Following a decision in Carl vs. University of Sheffield 2007, anyone who teaches a series of lessons and engages in student support over time would likely be classed by an Employment Tribunal as an employee.
This is extremely important, because workers who are not employees have few legal rights. Non-employed workers are covered by the Working Time Regulations and the Part Time Workers Regulations, but are assumed not to build up service, be entitled to redundancy pay, or have a right to challenge redundancy.
Fixed term vs. Permanent contracts (employment contracts)
As noted above, many of the disadvantages some staff face are the use of fixed term clauses in contracts. In the case of HPLs this may not be stated as a fixed term contract but any contract that varies from year to year (say) might be viewed as a series of fixed term contracts of 1 year duration. The presumption of any downwards variation is that it does not consist of ‘suitable alternative employment’ and could be turned down by the employee, with the employer either making the employee redundant or increasing the offer of work. Fair processes of consultation, including collective consultation if several employees are delivering comparable teaching are important here.

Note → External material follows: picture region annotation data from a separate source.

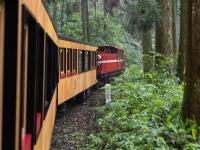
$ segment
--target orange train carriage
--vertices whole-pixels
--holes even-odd
[[[99,72],[97,47],[58,36],[42,0],[0,0],[0,150],[49,149],[57,106],[124,70],[113,49]]]
[[[0,0],[0,149],[49,149],[57,105],[97,82],[96,49],[58,37],[41,0]]]

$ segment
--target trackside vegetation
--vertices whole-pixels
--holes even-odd
[[[112,102],[98,108],[99,132],[88,137],[89,149],[197,150],[198,127],[181,117],[183,84],[168,73],[170,60],[143,73],[132,65],[112,84]]]

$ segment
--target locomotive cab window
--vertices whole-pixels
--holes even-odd
[[[72,49],[67,49],[67,76],[72,75]]]
[[[60,48],[60,78],[66,77],[66,49]]]

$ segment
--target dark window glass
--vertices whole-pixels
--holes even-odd
[[[67,49],[67,76],[72,75],[72,49]]]
[[[77,50],[73,50],[73,75],[77,74]]]
[[[66,49],[60,48],[60,77],[66,76]]]

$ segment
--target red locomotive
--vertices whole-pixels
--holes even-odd
[[[58,36],[43,0],[0,0],[0,150],[48,150],[57,107],[124,69],[123,49]]]
[[[106,79],[125,70],[124,51],[113,46],[100,46],[97,49],[97,78]]]

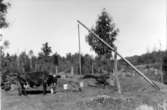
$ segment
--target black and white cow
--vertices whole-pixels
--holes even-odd
[[[24,76],[17,76],[18,81],[18,93],[19,95],[27,95],[26,86],[29,84],[30,87],[43,86],[43,94],[47,92],[47,86],[57,84],[57,80],[60,76],[49,75],[48,72],[30,72],[25,73]]]

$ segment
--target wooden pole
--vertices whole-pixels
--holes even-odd
[[[115,52],[114,52],[114,76],[116,79],[116,85],[117,85],[117,89],[118,89],[118,93],[121,94],[121,85],[119,82],[119,78],[118,78],[118,62],[117,62],[117,47],[115,47]]]
[[[81,65],[81,44],[80,44],[80,27],[78,24],[78,47],[79,47],[79,74],[82,74],[82,65]]]
[[[92,30],[90,30],[87,26],[85,26],[83,23],[81,23],[79,20],[77,22],[82,25],[85,29],[87,29],[89,32],[91,32],[94,37],[99,39],[103,44],[105,44],[108,48],[110,48],[112,51],[115,51],[113,47],[111,47],[107,42],[105,42],[103,39],[101,39],[96,33],[94,33]],[[121,57],[130,67],[132,67],[141,77],[143,77],[149,84],[151,84],[154,88],[160,90],[159,86],[154,83],[152,80],[150,80],[147,76],[145,76],[140,70],[138,70],[130,61],[128,61],[126,58],[124,58],[121,54],[116,52],[116,54]]]
[[[92,61],[92,75],[94,74],[94,66],[93,66],[93,61]]]

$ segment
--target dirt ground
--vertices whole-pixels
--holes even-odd
[[[114,87],[90,87],[79,91],[58,91],[55,94],[18,96],[15,92],[1,92],[2,110],[142,110],[141,105],[167,110],[167,89],[159,84],[155,90],[142,78],[121,78],[123,93]],[[162,106],[164,108],[162,108]],[[166,108],[165,108],[166,107]],[[162,109],[160,109],[162,108]]]

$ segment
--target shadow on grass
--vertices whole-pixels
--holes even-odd
[[[26,90],[27,95],[37,95],[37,94],[43,94],[42,90]],[[46,91],[46,94],[50,93],[50,91]]]

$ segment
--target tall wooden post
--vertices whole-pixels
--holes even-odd
[[[80,44],[80,28],[78,24],[78,47],[79,47],[79,74],[82,74],[82,65],[81,65],[81,44]]]
[[[115,52],[114,52],[114,76],[116,79],[116,85],[117,85],[117,89],[118,89],[118,93],[122,93],[121,92],[121,86],[120,86],[120,82],[119,82],[119,78],[118,78],[118,67],[117,67],[117,47],[115,47]]]
[[[94,66],[93,66],[93,61],[92,61],[92,75],[94,74]]]

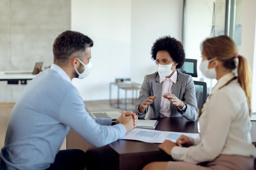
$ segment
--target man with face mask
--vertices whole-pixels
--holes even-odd
[[[94,119],[72,84],[91,70],[92,41],[67,31],[53,45],[54,64],[39,74],[15,104],[0,153],[0,169],[84,170],[85,153],[59,151],[70,128],[89,143],[101,147],[116,141],[136,126],[134,113],[122,112],[111,126],[111,119]]]

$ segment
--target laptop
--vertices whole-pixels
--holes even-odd
[[[103,117],[105,118],[117,119],[121,115],[121,114],[117,111],[90,112],[86,105],[85,109],[91,117],[95,118]]]
[[[32,71],[4,71],[5,74],[37,74],[42,71],[43,62],[36,62]]]

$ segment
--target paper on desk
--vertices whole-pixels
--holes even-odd
[[[173,142],[181,135],[191,137],[199,136],[198,133],[189,133],[175,132],[166,132],[151,129],[135,128],[127,133],[121,139],[135,140],[148,143],[162,144],[165,139],[170,140]]]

The key point about the Fixed Term Employees Regulations 2002 is that it is unlawful for a fixed term employee to suffer a detriment simply because they are fixed term, as against a permanent employee. This detriment would include any refusal to pool fixed term and permanent employees together in a situation where the employer wishes to reduce the salary of, or make redundant the fixed term employee.

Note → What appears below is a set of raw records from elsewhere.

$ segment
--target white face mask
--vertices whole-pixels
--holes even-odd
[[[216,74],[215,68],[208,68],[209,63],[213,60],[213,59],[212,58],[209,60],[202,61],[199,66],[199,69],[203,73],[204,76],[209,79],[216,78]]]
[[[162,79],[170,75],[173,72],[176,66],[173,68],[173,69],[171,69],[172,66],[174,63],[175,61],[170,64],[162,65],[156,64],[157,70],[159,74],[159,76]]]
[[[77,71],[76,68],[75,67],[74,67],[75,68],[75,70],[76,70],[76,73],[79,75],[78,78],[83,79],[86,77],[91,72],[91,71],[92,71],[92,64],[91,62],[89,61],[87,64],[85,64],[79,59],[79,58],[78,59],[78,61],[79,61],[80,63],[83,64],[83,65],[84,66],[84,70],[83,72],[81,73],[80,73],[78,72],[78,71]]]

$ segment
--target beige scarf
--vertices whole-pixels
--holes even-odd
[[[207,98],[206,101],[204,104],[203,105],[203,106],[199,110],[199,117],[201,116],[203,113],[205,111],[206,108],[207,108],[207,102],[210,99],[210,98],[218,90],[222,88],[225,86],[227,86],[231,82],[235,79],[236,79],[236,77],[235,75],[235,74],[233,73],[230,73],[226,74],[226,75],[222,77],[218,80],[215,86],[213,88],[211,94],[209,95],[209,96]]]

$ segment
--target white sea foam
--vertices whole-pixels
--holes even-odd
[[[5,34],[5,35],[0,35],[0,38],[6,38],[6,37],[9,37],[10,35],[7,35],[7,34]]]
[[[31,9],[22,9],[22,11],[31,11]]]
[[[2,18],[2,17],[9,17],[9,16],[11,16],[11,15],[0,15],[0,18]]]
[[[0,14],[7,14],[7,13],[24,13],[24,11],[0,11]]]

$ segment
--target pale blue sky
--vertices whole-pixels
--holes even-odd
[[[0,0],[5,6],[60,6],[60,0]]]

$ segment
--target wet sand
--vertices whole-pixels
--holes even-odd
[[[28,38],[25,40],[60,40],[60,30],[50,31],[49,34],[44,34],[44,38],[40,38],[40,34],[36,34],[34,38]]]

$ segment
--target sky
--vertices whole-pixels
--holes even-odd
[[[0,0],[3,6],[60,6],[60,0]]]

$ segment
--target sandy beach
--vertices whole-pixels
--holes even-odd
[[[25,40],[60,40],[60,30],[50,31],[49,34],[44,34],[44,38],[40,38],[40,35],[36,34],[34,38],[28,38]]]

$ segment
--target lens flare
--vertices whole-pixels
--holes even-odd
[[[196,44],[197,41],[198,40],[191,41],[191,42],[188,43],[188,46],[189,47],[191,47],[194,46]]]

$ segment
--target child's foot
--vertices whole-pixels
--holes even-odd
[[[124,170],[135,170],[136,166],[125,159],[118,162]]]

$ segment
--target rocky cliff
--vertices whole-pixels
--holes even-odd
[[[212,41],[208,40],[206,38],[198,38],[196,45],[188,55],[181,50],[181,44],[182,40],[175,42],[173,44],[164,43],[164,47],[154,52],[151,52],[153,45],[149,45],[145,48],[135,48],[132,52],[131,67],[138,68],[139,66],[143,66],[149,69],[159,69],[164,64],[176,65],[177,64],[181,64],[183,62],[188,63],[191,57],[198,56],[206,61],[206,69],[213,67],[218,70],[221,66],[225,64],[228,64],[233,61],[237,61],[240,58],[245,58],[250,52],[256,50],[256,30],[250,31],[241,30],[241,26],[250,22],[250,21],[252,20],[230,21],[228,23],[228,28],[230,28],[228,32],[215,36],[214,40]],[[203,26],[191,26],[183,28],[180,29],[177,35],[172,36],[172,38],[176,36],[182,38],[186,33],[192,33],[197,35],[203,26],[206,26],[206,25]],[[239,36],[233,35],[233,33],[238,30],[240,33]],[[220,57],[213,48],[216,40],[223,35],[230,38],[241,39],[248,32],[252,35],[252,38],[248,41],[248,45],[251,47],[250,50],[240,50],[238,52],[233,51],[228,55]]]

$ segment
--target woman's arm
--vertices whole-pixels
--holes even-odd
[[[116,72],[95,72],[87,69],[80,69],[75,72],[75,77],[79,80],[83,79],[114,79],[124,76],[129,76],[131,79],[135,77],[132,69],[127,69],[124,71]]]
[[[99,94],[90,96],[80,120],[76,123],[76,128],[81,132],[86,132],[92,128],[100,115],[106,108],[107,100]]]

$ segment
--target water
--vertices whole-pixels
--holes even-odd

Remember: any reduction in salary (e.g. due to loss of teaching hours) makes the contract not ‘suitable alternative employment’ and can be challenged.

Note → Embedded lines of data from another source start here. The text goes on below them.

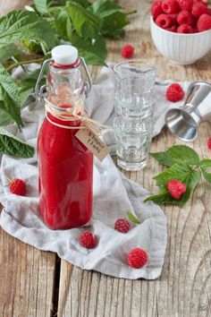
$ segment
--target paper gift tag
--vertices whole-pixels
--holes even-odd
[[[80,129],[75,136],[102,162],[110,149],[89,127]]]

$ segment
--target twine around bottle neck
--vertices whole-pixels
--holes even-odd
[[[75,103],[74,107],[58,107],[46,99],[45,101],[46,117],[49,123],[57,127],[68,130],[90,128],[91,130],[94,130],[98,135],[102,134],[103,131],[112,128],[109,125],[102,124],[98,121],[89,118],[88,116],[88,112],[84,110],[83,107],[80,103]],[[58,124],[49,118],[48,113],[56,119],[63,122],[79,121],[81,123],[81,125],[69,126],[63,124]]]

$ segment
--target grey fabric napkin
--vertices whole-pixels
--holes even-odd
[[[160,98],[155,115],[154,135],[164,125],[164,107],[168,103],[163,97],[164,87],[157,85]],[[114,73],[103,69],[87,100],[87,107],[94,119],[112,124],[114,118]],[[161,115],[162,114],[162,115]],[[23,110],[24,128],[17,135],[36,148],[38,130],[44,118],[41,105]],[[13,126],[9,129],[14,129]],[[111,131],[106,136],[114,144]],[[27,195],[10,193],[6,177],[21,178],[27,183]],[[89,227],[97,239],[97,246],[85,249],[79,243],[85,228],[50,230],[38,217],[37,151],[31,158],[14,158],[3,155],[1,162],[0,201],[4,205],[0,224],[4,230],[40,250],[56,253],[59,257],[85,270],[96,270],[124,278],[157,278],[162,270],[166,247],[166,220],[163,210],[151,201],[143,203],[149,193],[127,179],[114,166],[110,156],[100,163],[94,161],[93,219]],[[131,210],[141,221],[127,234],[114,230],[114,221]],[[148,254],[148,263],[141,269],[131,269],[126,263],[130,250],[139,246]]]

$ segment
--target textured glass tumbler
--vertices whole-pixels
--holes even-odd
[[[147,164],[156,99],[155,67],[141,61],[114,66],[117,165],[125,170],[139,170]]]

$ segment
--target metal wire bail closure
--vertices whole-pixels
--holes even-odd
[[[81,64],[84,68],[84,71],[85,71],[85,73],[87,75],[87,79],[88,81],[84,81],[84,92],[85,92],[85,96],[86,98],[88,98],[89,96],[89,93],[91,90],[91,86],[92,86],[92,80],[91,80],[91,76],[90,76],[90,73],[89,72],[89,69],[88,69],[88,66],[85,63],[85,60],[83,57],[81,56],[79,56],[79,59],[80,61],[81,62]],[[46,98],[45,98],[45,93],[44,93],[44,90],[47,89],[47,84],[46,85],[43,85],[42,87],[39,86],[40,84],[40,81],[43,78],[43,74],[44,74],[44,72],[46,68],[46,66],[49,65],[49,63],[52,62],[54,59],[53,58],[48,58],[46,59],[46,61],[44,61],[42,66],[41,66],[41,69],[40,69],[40,72],[39,72],[39,74],[38,74],[38,81],[36,82],[36,85],[35,85],[35,98],[38,101],[41,101],[43,99],[45,99],[46,101]],[[52,106],[52,105],[51,105]]]

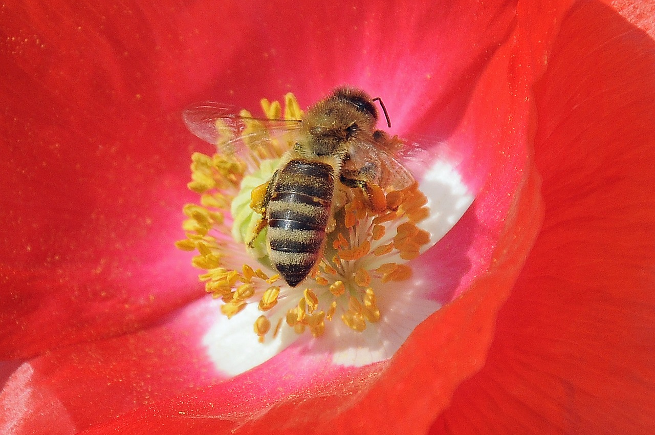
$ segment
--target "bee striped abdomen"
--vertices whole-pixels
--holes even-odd
[[[329,164],[292,160],[278,171],[267,207],[267,239],[271,261],[292,287],[320,256],[333,191]]]

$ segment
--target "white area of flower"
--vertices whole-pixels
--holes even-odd
[[[419,226],[431,235],[432,242],[426,245],[429,248],[459,220],[474,195],[455,166],[443,161],[435,162],[424,174],[421,190],[428,197],[430,214]],[[228,320],[217,314],[220,303],[216,301],[216,321],[203,337],[203,344],[217,368],[229,375],[261,364],[291,344],[306,347],[312,353],[331,355],[335,364],[343,366],[361,366],[386,360],[415,328],[441,307],[429,297],[437,284],[425,282],[420,271],[415,271],[413,277],[407,281],[372,284],[383,314],[379,322],[369,324],[363,332],[350,330],[337,313],[334,320],[326,322],[325,333],[318,339],[307,339],[306,335],[296,334],[283,325],[276,337],[269,334],[261,343],[253,331],[253,324],[261,314],[257,304],[248,304]],[[272,328],[276,320],[271,319]]]

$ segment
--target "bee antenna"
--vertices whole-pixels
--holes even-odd
[[[386,118],[386,124],[389,126],[389,128],[390,128],[391,120],[389,119],[389,114],[386,111],[386,107],[384,107],[384,104],[382,102],[382,98],[381,98],[380,97],[375,97],[371,101],[380,102],[380,107],[382,107],[382,111],[384,112],[384,117]]]

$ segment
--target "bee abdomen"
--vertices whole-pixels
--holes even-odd
[[[267,214],[271,261],[292,287],[316,264],[326,236],[334,189],[332,167],[292,160],[278,173]]]

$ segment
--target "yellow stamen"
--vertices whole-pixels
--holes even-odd
[[[261,105],[271,119],[303,117],[291,94],[285,96],[284,107],[265,99]],[[219,119],[218,152],[191,156],[189,188],[198,194],[199,204],[185,206],[186,238],[176,246],[196,252],[192,263],[203,269],[199,278],[207,292],[223,301],[224,315],[231,318],[248,303],[257,303],[263,314],[253,328],[261,342],[276,337],[282,328],[318,337],[325,333],[326,322],[335,318],[357,331],[379,322],[384,312],[375,290],[409,279],[411,269],[403,261],[418,256],[430,241],[430,235],[417,225],[428,216],[426,199],[418,185],[394,191],[367,182],[362,187],[336,189],[325,251],[305,282],[311,282],[311,288],[291,288],[271,269],[267,221],[261,218],[273,173],[298,138],[293,132],[288,137],[271,135],[265,123],[246,111],[240,115],[248,117],[242,119],[244,129],[238,133],[247,145],[243,153],[233,152],[238,142],[234,130]],[[389,139],[390,151],[397,145],[394,140],[398,142]],[[248,263],[236,269],[225,265],[246,252],[252,257]]]

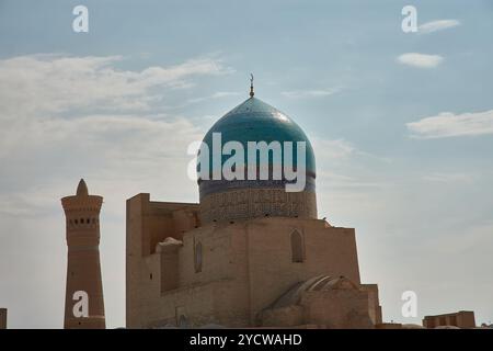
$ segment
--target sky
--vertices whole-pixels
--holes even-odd
[[[89,10],[76,33],[72,9]],[[404,5],[417,32],[404,33]],[[125,326],[125,201],[197,202],[190,143],[255,97],[317,159],[319,217],[356,228],[383,319],[493,320],[493,1],[0,0],[0,307],[61,328],[60,197],[104,196],[107,327]],[[417,316],[401,313],[402,293]]]

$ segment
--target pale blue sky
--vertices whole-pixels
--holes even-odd
[[[77,4],[87,34],[71,30]],[[438,30],[404,34],[405,4]],[[62,325],[59,199],[81,177],[105,197],[107,321],[124,325],[125,200],[197,201],[186,146],[248,98],[250,72],[256,95],[312,140],[319,215],[356,228],[385,319],[473,309],[493,320],[492,34],[493,2],[479,0],[0,0],[10,325]],[[419,318],[400,314],[405,290]]]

Part time vs. full time contracts
Part time staff face a number of disadvantages compared to full time colleagues in most cases. The Part Time Workers Regulations essentially say that part time staff who are doing work which is comparable with a full-time colleague should:
- be paid at the same rate or better
- should not suffer any other detriment (e.g. worse holiday entitlement, not offering training offered to full-timers) as a result of being part time
- – unless such treatment is ‘objectively justified’.
Note that the different types of frequently used lecturing contracts need to be considered in terms of these three questions.
Usually if the employer says that a contract is fixed term they won’t argue that the staff member is not an employee, but HPLs may be issued with ‘worker’ (‘as and when’) contracts for some or all of their employment.
Clarifying any legal ambiguity is important, because if the employer maintains that staff are workers but not employees then the first task to establish is whether some or all of the workers are in fact employees according to the criteria listed in 1(a)-(c) above. The link to the UCU Sheffield judgment in this case is very helpful in explaining in everyday language what this means for lecturers. Also see chapter 6 of the UCU Hourly Paid survival guide.
Finally, some rights do exist for ‘workers’ as well as employees.
Very often, employers claim that holiday pay is ‘rolled up’ in the HPL hourly rate and do not itemise holiday pay on pay slips, contracts or letters of engagement.
The Working Time Regulations 1998 state clearly that holiday pay must be paid and must accounted for separately, irrespective of the type of contract. The legislation also states that all workers are entitled to the same annual leave as permanent staff. If it has not been distinguished in payslips or in a letter of contract then the employer is in breach. They are not allowed to argue that it has been “rolled up” into a total amount.
UCL colleagues report that one of the things that encouraged fractionalisation immensely at their institution was the discovery that the institution was failing to properly account for and pay holiday pay, which in their case worked out at more than an 18% deficit. Note that this is a simple case to make from payslips once you know the correct percentage (how to calculate holiday pay).
Once you know the ‘Holiday Uplift Factor’ you can take any salary payment where holiday has not been accounted for in the contract or payslip and simply multiply it by that amount, and send HR the bill! You can then point out to the employer that this expensive mistake would not have happened if the HPLs were given fractional contracts and paid on the payroll system.
Haringey Council’s Adult Learning Service was made to pay back-payments to staff on an identical argument. You can argue that the employer should back-date payments as far back as 6 years, which would be a popular demand amongst staff!